Литмир - Электронная Библиотека
A
A

На ней было атласное платье с очень высоким воротником, украшенное камеей в золотой оправе. Она что-то говорила. Жиль не слышал слов, но следил за движением губ. Моряк, который сидел напротив нее, закинув ногу на ногу и положив на колено капитанскую фуражку, одобрительно кивал головой.

- Твоя тетка... Элуа...

Жиль то и дело сморкался, хотя глаза у него оставались сухими. Эта неотвязная простуда особенно живо напоминала ему о тронхеймской драме, воскрешая ее во всех подробностях, вплоть до запаха.

Отец тоже был насквозь простужен в тот вечер, когда они высадились в Тронхейме после гастролей на Лофотенах, где труппа распалась. Как всегда, Мовуазены тут же отправились искать гостиницу поменьше и подешевле.

Отец, мать и Жиль стояли на улице со своим громоздким багажом. Перед ними два скупо освещенных подъезда - две гостиницы. Выбирай любую. Никаких оснований предпочесть одну другой.

Увы! На вывеске одной из гостиниц красовался большой белый шар, и отец Жиля, взглянув на жену, тихо бросил:

- Это ничего тебе не напоминает?

Но разве любая гостиница не пробуждала в них каких-нибудь воспоминаний? С тех пор как Мовуазены, не успев даже обвенчаться, уехали из Ла-Рошели, они только и делали, что кочевали по гостиницам и меблированным комнатам.

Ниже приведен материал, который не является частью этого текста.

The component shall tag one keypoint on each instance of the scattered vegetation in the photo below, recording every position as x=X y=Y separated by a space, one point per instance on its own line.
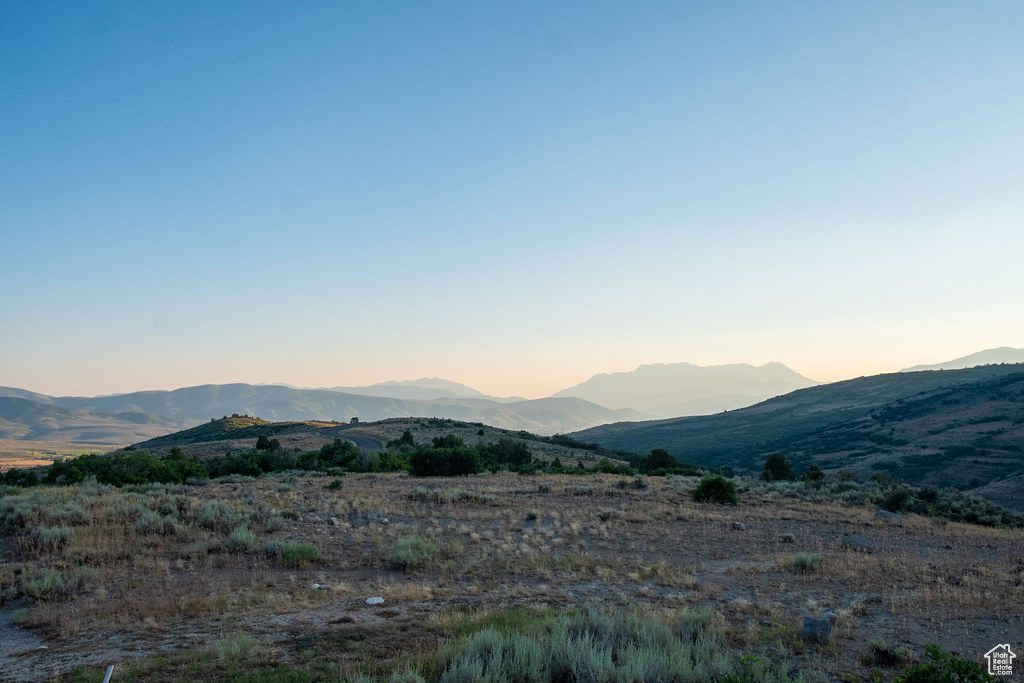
x=411 y=552
x=716 y=488
x=944 y=668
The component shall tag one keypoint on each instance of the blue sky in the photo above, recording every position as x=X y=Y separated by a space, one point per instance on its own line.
x=515 y=196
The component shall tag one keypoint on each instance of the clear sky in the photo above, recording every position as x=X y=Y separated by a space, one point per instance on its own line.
x=511 y=195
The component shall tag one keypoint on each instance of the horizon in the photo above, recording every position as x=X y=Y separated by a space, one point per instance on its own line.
x=513 y=198
x=332 y=386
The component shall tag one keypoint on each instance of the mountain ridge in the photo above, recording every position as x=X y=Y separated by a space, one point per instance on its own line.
x=682 y=388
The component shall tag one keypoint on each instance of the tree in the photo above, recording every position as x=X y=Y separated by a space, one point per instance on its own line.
x=813 y=473
x=716 y=488
x=658 y=460
x=777 y=469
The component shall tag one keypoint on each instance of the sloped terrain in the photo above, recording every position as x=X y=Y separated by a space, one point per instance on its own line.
x=963 y=428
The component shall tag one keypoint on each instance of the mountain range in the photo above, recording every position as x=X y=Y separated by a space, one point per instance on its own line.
x=987 y=357
x=651 y=390
x=676 y=389
x=963 y=428
x=133 y=417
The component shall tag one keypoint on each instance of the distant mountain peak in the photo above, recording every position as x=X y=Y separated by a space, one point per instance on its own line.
x=683 y=388
x=991 y=356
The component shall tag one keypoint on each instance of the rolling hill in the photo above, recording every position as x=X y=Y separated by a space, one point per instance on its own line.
x=986 y=357
x=677 y=389
x=963 y=428
x=29 y=420
x=125 y=418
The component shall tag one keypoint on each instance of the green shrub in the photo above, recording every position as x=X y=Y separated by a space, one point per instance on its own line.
x=411 y=552
x=944 y=668
x=298 y=554
x=777 y=469
x=51 y=585
x=882 y=654
x=807 y=562
x=217 y=516
x=241 y=540
x=716 y=488
x=53 y=538
x=601 y=646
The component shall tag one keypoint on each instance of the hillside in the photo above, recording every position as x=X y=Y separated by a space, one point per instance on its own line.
x=987 y=357
x=29 y=420
x=422 y=389
x=676 y=389
x=963 y=428
x=240 y=433
x=126 y=418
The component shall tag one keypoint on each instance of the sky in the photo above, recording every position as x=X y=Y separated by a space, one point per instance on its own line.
x=510 y=195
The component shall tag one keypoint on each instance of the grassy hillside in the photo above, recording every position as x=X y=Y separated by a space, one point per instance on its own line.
x=30 y=420
x=240 y=433
x=963 y=428
x=147 y=414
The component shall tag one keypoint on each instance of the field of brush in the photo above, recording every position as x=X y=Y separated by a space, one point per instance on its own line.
x=627 y=578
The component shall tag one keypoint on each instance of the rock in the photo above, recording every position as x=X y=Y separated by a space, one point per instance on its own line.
x=857 y=543
x=360 y=518
x=818 y=630
x=891 y=516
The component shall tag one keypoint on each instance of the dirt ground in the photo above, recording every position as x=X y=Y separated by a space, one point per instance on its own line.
x=503 y=542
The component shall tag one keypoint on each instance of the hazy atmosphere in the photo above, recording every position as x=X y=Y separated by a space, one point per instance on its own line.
x=510 y=196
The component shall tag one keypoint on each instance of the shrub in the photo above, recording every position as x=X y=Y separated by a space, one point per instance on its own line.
x=777 y=468
x=882 y=654
x=53 y=538
x=297 y=554
x=601 y=646
x=411 y=552
x=898 y=499
x=241 y=540
x=716 y=488
x=807 y=562
x=217 y=516
x=944 y=668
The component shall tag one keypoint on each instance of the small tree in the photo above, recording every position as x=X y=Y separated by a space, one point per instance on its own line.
x=658 y=460
x=716 y=488
x=813 y=473
x=777 y=469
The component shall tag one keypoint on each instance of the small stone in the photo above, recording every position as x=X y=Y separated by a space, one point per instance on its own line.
x=818 y=630
x=891 y=516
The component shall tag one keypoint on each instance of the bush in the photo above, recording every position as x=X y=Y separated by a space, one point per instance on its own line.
x=944 y=668
x=411 y=552
x=217 y=516
x=716 y=488
x=298 y=554
x=241 y=540
x=777 y=469
x=53 y=538
x=807 y=562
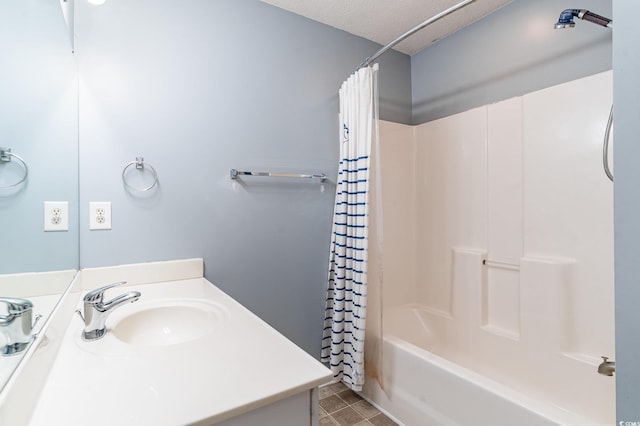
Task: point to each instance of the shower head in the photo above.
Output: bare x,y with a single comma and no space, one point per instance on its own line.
566,18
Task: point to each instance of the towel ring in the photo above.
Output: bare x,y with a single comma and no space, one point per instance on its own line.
140,165
5,157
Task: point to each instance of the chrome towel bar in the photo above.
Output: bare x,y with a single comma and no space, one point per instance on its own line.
501,265
233,174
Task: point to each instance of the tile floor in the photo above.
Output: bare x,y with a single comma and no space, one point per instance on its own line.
340,406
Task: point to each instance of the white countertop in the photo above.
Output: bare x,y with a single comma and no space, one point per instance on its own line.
243,364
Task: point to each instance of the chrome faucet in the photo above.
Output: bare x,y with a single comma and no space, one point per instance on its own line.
96,310
607,367
16,326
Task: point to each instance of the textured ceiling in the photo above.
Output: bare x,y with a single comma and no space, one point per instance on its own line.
384,20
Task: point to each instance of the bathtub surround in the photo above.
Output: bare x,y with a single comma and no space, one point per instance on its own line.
518,184
626,93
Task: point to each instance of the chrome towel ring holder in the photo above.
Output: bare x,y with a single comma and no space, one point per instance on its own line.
5,157
140,165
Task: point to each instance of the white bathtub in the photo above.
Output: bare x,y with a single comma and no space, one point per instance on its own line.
424,389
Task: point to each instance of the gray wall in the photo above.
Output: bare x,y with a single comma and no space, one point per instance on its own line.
38,121
197,89
509,53
626,92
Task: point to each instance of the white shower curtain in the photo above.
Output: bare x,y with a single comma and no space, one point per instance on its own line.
346,304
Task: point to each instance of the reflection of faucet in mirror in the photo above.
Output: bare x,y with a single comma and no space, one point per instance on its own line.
39,116
16,326
607,367
96,310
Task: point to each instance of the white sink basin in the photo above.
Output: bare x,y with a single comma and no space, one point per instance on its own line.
168,322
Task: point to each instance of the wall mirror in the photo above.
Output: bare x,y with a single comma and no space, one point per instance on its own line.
39,168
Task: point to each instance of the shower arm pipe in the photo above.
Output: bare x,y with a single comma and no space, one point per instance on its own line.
371,59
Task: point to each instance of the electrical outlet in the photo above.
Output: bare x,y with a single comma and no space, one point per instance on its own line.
99,215
56,216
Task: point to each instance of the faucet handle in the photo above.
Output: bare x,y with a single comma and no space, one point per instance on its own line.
16,306
96,296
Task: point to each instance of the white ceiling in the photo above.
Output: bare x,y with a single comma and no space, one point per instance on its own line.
384,20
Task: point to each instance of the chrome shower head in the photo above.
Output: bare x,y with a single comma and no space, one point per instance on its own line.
566,18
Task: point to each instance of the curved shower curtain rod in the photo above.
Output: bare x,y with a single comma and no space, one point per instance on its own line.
412,31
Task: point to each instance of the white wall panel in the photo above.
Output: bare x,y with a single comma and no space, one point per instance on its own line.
451,201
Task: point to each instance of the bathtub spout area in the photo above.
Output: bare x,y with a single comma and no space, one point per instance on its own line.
607,367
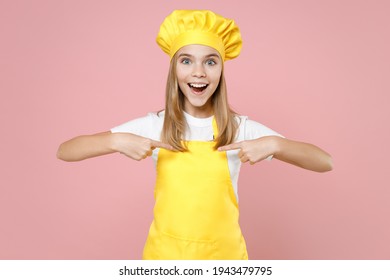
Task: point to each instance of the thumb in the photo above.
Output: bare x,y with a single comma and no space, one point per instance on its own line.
230,147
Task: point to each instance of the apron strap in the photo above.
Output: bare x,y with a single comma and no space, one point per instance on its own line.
215,129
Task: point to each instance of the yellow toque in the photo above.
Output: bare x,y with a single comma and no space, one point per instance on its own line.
187,27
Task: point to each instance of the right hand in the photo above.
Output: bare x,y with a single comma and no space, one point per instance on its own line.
136,147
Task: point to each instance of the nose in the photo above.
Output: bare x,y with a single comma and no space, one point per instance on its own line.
198,70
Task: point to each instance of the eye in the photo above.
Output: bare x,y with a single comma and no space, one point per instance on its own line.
211,62
185,61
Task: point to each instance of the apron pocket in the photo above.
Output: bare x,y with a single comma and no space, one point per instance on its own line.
170,247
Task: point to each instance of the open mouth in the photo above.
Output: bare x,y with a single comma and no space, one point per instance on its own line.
198,88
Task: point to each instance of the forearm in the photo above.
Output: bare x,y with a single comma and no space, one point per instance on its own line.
304,155
86,146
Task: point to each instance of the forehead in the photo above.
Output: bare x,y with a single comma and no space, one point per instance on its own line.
198,51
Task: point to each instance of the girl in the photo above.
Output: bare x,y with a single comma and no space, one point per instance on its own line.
198,144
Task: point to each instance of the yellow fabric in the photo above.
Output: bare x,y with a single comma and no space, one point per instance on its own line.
196,212
186,27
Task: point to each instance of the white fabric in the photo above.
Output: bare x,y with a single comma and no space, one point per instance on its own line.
200,129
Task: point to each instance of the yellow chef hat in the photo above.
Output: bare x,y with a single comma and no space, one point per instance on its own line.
186,27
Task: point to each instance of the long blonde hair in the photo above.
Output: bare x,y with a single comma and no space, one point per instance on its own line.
175,125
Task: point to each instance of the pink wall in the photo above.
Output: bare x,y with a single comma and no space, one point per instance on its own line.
316,71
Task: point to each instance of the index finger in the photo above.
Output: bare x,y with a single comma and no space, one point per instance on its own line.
230,147
158,144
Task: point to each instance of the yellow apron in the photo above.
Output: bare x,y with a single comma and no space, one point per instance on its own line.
196,211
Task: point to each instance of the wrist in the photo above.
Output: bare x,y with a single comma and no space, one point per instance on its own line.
276,144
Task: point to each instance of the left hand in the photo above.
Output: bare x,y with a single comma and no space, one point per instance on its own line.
252,150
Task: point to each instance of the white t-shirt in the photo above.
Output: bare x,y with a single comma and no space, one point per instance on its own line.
200,129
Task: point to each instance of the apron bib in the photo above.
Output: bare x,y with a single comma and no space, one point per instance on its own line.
196,211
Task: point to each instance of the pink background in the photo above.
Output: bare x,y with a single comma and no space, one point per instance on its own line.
315,71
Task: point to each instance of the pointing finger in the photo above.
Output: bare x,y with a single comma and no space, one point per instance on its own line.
158,144
230,147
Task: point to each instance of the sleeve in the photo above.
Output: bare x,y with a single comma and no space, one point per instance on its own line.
149,126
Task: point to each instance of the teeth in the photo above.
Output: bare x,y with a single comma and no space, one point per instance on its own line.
198,85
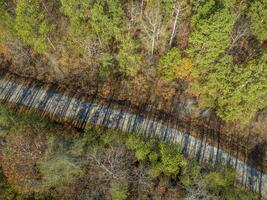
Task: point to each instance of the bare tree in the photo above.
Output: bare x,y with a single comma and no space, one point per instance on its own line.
178,7
240,31
198,190
151,22
113,162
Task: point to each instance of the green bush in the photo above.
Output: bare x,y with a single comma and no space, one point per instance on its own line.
118,191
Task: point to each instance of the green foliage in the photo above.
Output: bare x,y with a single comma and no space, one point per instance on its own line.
107,24
78,13
62,162
235,90
172,159
237,194
162,158
258,15
6,19
144,150
101,24
231,89
168,65
31,24
106,63
129,60
118,191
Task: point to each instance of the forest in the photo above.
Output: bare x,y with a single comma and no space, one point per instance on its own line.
203,62
44,160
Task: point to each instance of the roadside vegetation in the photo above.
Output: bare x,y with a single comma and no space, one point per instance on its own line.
214,49
44,160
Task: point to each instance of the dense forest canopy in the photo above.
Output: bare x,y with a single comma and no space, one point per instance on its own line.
212,53
43,160
214,49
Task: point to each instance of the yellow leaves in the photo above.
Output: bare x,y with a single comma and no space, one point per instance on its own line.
184,69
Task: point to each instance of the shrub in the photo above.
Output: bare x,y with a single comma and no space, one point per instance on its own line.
118,191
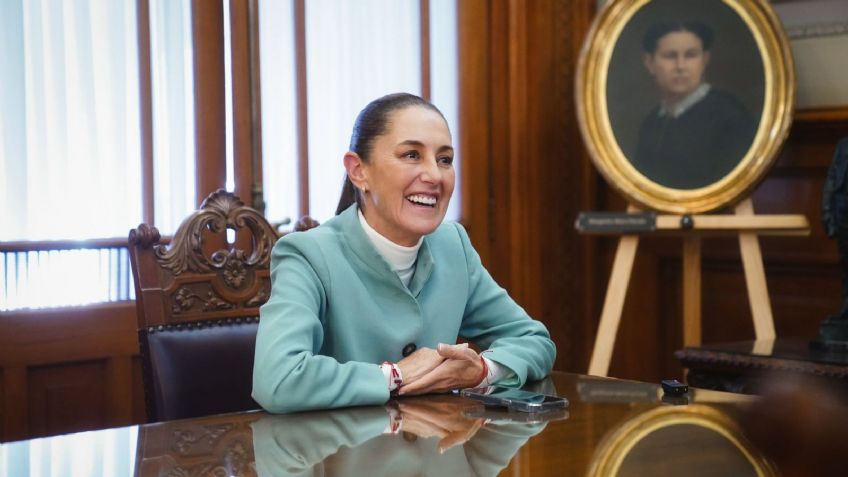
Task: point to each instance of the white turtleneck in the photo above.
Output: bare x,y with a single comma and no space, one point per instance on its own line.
402,261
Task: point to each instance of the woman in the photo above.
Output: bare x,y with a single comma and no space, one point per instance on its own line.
697,134
369,303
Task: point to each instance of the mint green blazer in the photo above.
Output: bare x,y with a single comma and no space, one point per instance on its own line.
337,311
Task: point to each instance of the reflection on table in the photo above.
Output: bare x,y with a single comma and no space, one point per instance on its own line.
611,427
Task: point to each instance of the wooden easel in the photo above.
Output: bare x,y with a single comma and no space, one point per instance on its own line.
743,223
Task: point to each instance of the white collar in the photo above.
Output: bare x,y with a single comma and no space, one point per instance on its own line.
398,256
684,104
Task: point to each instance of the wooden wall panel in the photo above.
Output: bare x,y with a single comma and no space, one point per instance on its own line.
523,164
67,397
69,369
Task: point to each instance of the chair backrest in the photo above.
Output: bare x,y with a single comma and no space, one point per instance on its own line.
198,304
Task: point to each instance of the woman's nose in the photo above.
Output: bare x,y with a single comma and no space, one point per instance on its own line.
430,171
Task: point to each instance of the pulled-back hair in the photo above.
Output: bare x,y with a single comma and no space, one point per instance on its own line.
371,123
658,30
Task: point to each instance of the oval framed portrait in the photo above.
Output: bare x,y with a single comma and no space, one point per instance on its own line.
684,104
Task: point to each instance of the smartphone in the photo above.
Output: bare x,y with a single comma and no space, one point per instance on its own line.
515,399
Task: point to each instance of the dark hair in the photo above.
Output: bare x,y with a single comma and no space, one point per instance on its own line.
372,122
658,30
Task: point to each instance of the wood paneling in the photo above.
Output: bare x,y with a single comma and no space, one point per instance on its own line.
69,369
207,31
67,397
524,168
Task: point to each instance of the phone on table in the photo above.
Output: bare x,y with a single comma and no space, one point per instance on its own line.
515,399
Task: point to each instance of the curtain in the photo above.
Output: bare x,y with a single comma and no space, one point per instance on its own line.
69,119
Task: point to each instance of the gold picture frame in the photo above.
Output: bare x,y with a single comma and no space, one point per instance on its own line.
610,73
716,433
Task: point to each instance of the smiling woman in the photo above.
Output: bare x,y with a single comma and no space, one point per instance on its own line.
372,302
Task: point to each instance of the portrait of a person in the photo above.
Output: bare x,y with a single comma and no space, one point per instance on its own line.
697,133
372,302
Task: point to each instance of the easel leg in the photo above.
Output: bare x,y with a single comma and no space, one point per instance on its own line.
755,278
613,304
692,290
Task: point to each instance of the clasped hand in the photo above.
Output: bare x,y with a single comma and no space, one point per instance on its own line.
440,370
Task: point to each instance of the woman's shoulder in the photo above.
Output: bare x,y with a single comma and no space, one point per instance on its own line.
322,236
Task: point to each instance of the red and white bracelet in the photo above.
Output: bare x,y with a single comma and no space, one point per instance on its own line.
395,378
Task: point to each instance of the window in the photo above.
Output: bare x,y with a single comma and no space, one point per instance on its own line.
353,52
71,121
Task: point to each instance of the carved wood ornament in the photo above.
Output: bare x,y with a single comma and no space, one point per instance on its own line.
190,281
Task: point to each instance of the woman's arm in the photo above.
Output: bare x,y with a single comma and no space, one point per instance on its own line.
288,373
499,326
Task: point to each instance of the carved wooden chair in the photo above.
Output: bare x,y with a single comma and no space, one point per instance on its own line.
198,302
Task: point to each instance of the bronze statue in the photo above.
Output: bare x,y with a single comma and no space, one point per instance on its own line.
834,329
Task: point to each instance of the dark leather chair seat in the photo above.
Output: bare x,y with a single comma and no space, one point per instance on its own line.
201,368
198,301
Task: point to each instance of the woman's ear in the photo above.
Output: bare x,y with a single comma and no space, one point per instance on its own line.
356,170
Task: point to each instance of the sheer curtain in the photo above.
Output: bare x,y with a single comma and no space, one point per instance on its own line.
106,452
70,160
355,52
279,109
172,84
69,121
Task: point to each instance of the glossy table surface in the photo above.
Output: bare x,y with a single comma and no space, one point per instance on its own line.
612,427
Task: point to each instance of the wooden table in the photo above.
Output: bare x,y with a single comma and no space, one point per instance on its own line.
610,425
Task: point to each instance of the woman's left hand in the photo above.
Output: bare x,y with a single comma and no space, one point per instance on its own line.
462,368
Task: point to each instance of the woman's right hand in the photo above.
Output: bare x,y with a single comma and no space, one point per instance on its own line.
418,364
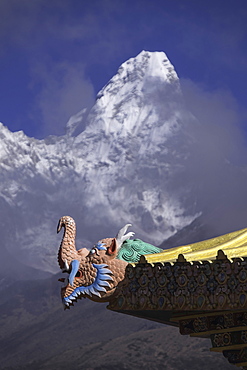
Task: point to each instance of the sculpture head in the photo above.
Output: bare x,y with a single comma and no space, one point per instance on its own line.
94,274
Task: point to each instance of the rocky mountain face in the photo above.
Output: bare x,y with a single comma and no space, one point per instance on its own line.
119,162
137,156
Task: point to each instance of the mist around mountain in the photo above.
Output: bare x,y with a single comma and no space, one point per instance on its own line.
151,151
141,154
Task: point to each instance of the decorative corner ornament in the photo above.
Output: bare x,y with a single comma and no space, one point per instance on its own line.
95,274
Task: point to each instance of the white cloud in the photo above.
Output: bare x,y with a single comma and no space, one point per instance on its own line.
63,90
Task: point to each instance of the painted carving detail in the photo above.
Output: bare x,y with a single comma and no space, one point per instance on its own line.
96,273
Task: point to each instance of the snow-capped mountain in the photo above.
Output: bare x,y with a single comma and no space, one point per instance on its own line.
126,160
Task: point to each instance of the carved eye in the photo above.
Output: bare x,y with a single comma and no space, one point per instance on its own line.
78,274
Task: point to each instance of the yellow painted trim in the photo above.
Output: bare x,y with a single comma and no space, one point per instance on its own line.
234,346
233,244
234,328
200,314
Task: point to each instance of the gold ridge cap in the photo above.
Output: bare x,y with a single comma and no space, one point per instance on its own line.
234,244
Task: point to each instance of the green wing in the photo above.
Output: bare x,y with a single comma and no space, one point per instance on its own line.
131,250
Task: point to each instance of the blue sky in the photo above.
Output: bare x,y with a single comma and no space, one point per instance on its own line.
56,55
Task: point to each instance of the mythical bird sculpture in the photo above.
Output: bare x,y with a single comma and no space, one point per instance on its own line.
95,274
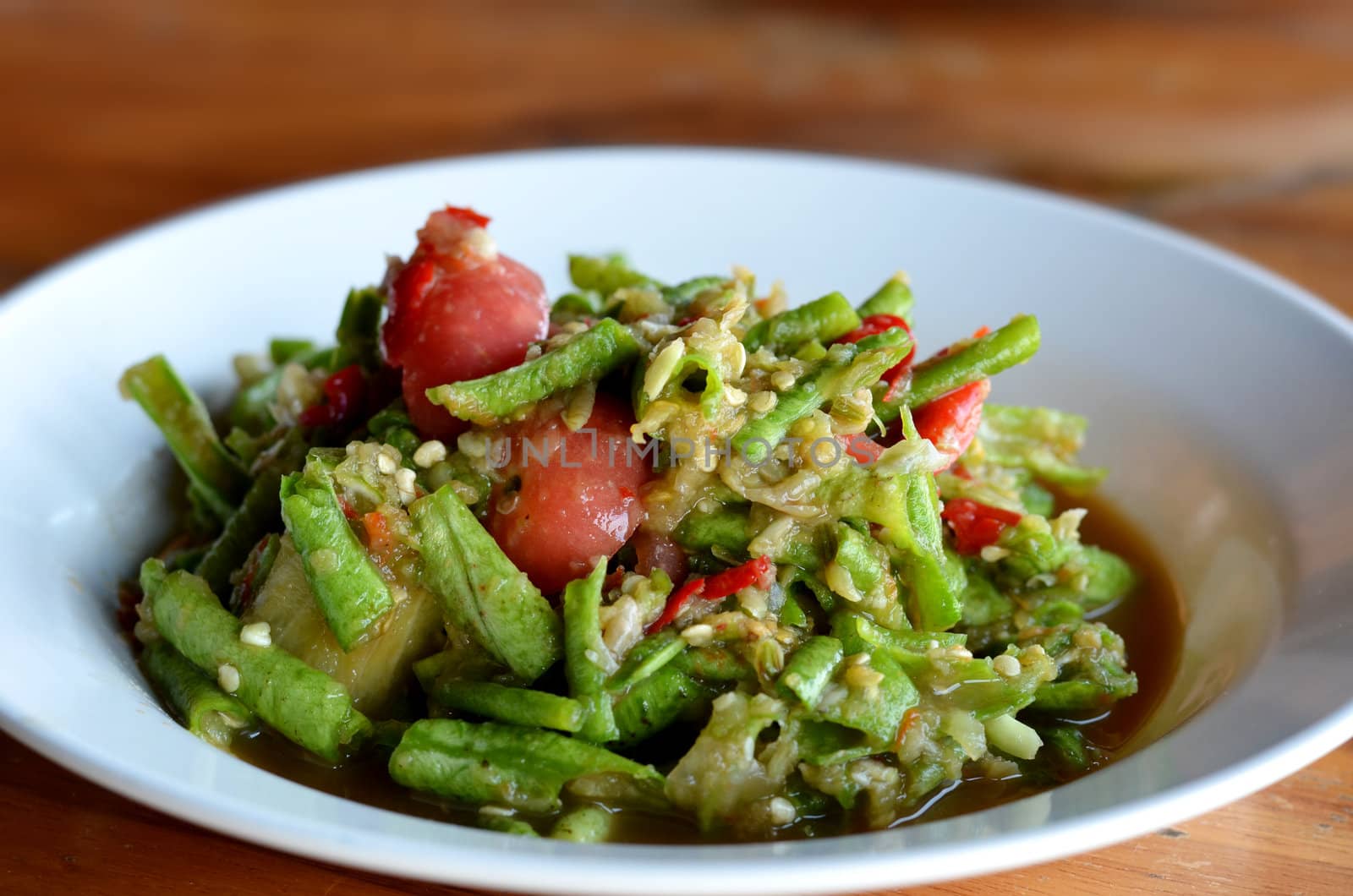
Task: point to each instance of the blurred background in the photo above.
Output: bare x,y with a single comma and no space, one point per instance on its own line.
1231,119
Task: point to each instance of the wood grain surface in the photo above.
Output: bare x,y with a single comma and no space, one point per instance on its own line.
1229,119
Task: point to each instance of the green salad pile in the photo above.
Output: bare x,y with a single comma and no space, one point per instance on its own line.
692,553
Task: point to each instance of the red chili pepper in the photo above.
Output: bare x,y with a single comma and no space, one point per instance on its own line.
344,394
974,524
735,580
468,216
250,571
950,421
861,448
676,603
378,533
873,325
716,587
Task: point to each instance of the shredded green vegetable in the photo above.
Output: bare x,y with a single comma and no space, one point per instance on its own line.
832,582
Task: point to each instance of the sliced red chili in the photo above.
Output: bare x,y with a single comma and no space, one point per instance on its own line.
344,394
861,448
731,581
976,526
716,587
676,603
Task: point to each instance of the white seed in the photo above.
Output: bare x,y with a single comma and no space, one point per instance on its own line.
662,369
700,635
256,634
227,677
782,811
430,452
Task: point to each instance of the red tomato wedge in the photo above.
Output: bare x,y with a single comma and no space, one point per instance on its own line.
459,310
575,499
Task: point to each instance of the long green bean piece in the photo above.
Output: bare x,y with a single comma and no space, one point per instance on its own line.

Жиль не бывал в Ла-Рошели, но знал, что, попав туда, первым делом должен сходить на улицу Эскаль, старинную улицу с аркадами, где дома нависают над тротуаром и сквозь неровные камни мостовой пробивается трава. Там, на дверях дома No 17, висела когда-то медная дощечка: "Месье и мадам Фошерон, первая премия консерватории".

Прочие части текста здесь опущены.